Azure Search Power Skills
Power Skills are a collection of useful functions to be deployed as custom skills for Azure Cognitive Search. The skills can be used as templates or starting points for your own custom skills, or they can be deployed and used as they are if they happen to meet your requirements. We also invite you to contribute your own work by submitting a pull request.
Skills
This project provides the following custom skills:
Skill | Description | Type | Language | Environment | Deployment |
---|---|---|---|---|---|
GeoPointFromName | retrieves coordinates from place names and addresses. | Geography | ARM Template | ||
AcronymLinker | provides definitions for known acronyms. | Text | ARM Template | ||
Anonymizer | Uses Presidio to analyze and anonymize PII entities. | Text | Manual | ||
BingEntitySearch | finds rich and structured information about public figures, locations, or organizations. | Text | ARM Template | ||
CustomEntityLookup | finds custom entity names in text. A custom skill implementation of the custom entity lookup skill, consider using in the cognitive skill instead of this custom skill implementation. | Text | ARM Template | ||
CustomNER | extracts your custom entities, using Natural Language Processing with Text Analytics Custom NER | Text | ARM Template | ||
CustomTextClassifier | extracts your custom text classification, using Natural Language Processing with Text Analytics Custom Text Classification | Text | Arm Template | ||
Distinct | de-duplicates a list of terms. | Text | ARM Template | ||
Summarizer | Uses a HuggingFace/FaceBook BART model to summarize text BART-Large-CNN. | Text | Manual | ||
TextAnalyticsForHealth | A wrapper for the Text Analytics for Health API | Text | ARM Template | ||
TextQualityWatchdog | Uses a pretrained language model to detect low quality text extracted during document cracking | Text | Manual | ||
Tokenizer | extracts non-stop words from a text. | Text | |||
AbbyyOCR | OCR to extract text from images using ABBYY Cloud OCR. | Vision | ARM Template | ||
FormRecognizer | Use Form Recognizer to analyze a document. Form Recognizer skill supports the following model types Layout, Invoice, Receipt, ID, Business Card, General key value pairs, Custom Form | Vision | Manual | ||
AutoMLVisionClassifier | Gets your latest Data Labelling AML AutoML Vision model and runs inference on it | Vision | Manual | ||
CustomVision | classifies documents using Custom Vision models. | Vision | ARM Template | ||
HocrGenerator | transforms the result of OCR into the hOCR format. | Vision | ARM Template | ||
ImageClustering | Uses clustering to automatically group and label images | Vision | Manual | ||
ImageSegmentation | Breakdown a full image or PDF page in subimages and upload them on Azure Blob Storage | Vision | Manual | ||
ImageSimilarity | Uses ResNet to find the top-n most similar images | Vision | Manual | ||
P&ID Parser | Extracts equipment tags and text blocks from piping and instrumentation diagrams | Vision | Manual | ||
DecryptBlobFile | downloads, decrypts and returns a file that was previously encrypted and stored in Azure Blob Storage. | Utility | ARM Template | ||
GetFileExtension | returns the filename and extension as separate values allowing you to filter on document type. | Utility | ARM Template | ||
ImageStore | Stores and fetches base64-encoded images to and from blob storage. The knowledge store is a cleaner implementation of the pattern to save images to storage. | Utility | ARM Template | ||
Open AI Embeddings | Generates vector embeddings through the Azure Open AI service | Vector | Manual | ||
HelloWorld | A minimal skill that can be used as a starting point or template for your own skills. | Template | ARM Template | ||
PythonFastAPI | A production web server and api scaffold for a python power skill | Template | Terraform template |
Getting Started
Prerequisites
In order to use the functions in this project, you'll need an active Azure subscription. Most of the functions can be used on their own for quick evaluation and experimentation, but they are meant to be used as part of an Azure Cognitive Search pipeline. Each function may also add its own specific requirements, such as API keys for services they leverage.
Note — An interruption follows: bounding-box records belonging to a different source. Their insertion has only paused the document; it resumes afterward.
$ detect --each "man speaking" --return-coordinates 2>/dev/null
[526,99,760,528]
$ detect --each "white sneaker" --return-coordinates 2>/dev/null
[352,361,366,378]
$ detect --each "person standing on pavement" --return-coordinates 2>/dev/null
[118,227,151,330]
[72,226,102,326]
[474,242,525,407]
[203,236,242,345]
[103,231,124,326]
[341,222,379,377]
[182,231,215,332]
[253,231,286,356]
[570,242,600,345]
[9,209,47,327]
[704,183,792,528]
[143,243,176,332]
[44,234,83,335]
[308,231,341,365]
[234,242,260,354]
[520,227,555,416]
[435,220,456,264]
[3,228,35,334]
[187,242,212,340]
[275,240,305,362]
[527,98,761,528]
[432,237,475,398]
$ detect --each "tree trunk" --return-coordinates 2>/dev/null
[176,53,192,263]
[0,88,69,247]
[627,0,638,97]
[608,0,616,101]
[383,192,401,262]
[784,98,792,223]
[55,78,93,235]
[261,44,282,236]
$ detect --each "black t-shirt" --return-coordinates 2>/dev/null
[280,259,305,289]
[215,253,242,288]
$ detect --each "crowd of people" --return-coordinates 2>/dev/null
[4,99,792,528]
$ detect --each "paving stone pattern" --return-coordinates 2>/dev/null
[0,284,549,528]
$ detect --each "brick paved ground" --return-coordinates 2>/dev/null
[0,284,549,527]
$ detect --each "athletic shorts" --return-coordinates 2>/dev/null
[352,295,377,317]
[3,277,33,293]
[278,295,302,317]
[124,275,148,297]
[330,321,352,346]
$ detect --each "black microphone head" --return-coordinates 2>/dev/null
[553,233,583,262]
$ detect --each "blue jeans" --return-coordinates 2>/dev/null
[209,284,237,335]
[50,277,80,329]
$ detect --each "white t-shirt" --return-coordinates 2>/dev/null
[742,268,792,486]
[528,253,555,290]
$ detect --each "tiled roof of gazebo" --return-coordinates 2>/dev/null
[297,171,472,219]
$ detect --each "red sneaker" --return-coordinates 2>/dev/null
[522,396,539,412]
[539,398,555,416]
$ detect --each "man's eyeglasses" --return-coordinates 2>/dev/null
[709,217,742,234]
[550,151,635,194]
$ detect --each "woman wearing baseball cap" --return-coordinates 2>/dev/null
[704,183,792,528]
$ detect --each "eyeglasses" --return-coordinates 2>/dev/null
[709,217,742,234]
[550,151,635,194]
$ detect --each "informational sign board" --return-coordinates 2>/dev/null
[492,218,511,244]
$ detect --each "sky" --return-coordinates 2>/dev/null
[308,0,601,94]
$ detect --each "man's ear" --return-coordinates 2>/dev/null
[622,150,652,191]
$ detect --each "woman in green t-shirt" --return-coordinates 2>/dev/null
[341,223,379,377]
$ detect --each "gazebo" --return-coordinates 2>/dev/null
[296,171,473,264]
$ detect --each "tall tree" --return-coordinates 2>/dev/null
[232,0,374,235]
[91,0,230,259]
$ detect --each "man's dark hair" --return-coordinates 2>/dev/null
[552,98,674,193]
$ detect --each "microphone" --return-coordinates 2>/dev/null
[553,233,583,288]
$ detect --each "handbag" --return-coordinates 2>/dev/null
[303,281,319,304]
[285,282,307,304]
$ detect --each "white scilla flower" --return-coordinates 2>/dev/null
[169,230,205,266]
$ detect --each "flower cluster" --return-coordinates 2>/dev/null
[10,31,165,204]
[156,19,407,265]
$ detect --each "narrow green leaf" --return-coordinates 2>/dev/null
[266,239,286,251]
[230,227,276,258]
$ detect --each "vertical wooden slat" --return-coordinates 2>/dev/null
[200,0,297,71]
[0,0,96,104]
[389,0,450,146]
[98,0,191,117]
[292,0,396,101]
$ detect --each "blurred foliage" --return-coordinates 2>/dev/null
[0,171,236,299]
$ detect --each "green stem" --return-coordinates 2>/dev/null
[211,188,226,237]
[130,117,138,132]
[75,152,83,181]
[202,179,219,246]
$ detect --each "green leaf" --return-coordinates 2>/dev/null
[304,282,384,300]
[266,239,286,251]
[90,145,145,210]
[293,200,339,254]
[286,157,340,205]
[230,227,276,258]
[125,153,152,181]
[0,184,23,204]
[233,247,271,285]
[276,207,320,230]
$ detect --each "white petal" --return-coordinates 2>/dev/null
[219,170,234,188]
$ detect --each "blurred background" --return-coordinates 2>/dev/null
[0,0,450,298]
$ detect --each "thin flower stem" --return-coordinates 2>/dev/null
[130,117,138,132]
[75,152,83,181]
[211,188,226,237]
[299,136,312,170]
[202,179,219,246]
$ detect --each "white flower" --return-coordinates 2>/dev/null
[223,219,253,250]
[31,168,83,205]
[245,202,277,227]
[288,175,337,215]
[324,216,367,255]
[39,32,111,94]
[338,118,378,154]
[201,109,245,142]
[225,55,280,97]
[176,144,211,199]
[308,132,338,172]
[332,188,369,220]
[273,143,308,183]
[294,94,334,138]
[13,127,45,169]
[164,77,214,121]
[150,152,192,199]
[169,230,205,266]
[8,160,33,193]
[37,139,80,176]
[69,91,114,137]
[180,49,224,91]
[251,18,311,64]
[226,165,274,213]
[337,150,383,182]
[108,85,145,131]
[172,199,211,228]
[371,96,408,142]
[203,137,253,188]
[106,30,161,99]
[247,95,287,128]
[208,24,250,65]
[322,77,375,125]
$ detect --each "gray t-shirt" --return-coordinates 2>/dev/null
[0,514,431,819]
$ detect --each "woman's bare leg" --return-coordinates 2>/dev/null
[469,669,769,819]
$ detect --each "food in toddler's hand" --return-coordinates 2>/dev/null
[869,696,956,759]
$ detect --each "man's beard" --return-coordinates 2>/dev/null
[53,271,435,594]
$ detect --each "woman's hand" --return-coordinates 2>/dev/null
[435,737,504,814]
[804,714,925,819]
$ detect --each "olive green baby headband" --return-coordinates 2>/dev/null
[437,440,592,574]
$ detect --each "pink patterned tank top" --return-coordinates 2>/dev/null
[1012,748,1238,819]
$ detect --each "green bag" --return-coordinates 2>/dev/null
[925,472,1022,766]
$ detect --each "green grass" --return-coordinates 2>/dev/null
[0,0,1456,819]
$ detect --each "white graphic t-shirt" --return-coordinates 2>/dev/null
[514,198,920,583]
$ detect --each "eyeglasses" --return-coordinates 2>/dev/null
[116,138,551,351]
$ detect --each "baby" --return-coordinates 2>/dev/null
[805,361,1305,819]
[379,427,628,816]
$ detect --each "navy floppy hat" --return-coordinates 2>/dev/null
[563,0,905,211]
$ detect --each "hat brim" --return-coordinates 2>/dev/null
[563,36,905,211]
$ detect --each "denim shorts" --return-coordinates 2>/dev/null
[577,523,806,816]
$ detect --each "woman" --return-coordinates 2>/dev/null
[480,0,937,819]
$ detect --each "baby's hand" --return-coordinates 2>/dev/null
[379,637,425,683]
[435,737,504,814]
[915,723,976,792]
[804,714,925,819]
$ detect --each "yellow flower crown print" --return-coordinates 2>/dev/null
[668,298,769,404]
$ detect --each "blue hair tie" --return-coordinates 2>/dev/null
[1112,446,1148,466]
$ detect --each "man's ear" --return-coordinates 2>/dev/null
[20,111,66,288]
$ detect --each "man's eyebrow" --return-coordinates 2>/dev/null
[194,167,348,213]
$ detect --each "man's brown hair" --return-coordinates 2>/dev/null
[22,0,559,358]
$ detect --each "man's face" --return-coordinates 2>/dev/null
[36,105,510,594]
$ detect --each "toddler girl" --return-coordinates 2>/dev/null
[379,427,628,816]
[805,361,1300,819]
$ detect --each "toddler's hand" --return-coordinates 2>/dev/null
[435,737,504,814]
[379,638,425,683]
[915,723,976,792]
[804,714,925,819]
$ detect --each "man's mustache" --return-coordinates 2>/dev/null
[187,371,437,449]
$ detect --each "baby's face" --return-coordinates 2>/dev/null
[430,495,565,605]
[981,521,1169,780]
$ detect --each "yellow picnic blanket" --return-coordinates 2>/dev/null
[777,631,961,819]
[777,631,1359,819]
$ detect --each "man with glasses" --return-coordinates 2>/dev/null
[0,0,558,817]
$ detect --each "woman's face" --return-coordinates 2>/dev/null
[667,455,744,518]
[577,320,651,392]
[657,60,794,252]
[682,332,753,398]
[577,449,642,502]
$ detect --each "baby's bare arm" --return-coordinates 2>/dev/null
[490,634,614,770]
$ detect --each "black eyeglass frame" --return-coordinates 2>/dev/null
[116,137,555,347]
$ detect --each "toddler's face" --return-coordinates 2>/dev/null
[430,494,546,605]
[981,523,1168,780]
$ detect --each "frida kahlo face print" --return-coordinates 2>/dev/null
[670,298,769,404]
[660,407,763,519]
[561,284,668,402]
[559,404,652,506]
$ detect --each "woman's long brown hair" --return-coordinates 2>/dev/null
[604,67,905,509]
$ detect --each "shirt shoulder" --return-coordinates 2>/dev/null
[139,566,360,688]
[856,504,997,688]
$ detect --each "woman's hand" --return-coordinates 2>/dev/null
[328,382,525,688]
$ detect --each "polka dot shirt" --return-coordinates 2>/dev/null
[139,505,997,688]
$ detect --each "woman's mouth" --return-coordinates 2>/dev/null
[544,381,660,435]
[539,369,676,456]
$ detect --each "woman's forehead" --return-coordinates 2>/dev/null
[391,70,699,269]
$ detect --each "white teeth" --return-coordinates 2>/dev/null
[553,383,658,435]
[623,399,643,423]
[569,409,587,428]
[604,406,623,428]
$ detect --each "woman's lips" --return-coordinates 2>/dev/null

Visual Studio 2019 is recommended, but not required. You need a recent version of the C# compiler. Postman is highly recommended as a way to experiment and test skills.
Installation and deployment
If using Visual Studio with the Azure workload installed, no installation is required, and the functions can just be run locally using F5.
Deployment of a function to Azure can be done through Visual Studio, the Deploy to Azure button, or continuous deployment.
Some functions may require setting environment variables or configuration entries. Please refer to the readme file in the function's directory.
Quickstart
- Clone the repository
- Open the PowerSkills solution in Visual Studio
- Set the project for the function to test as the startup project
- Hit F5
- Experiment with calling the function using Postman
You can also create your own skills using our Hello World template skill as a starting point or if you are using python our FastAPI template skill.
Up for grabs
Here are a few suggestions of simple contributions to get you started:
- Improve documentation: sample code, better documentation are great ways to improve your understanding of existing code and to help other do the same.
- Configuration: some skills can be configured through application settings and environment variables. Some others still have hard-coded configuration in the code, that could be moved to be easier to configure.
- For skills that rely on an external Azure resource (such as Bing Entity Search), improve the deployment file so it gives the user the option to create and configure that service automatically.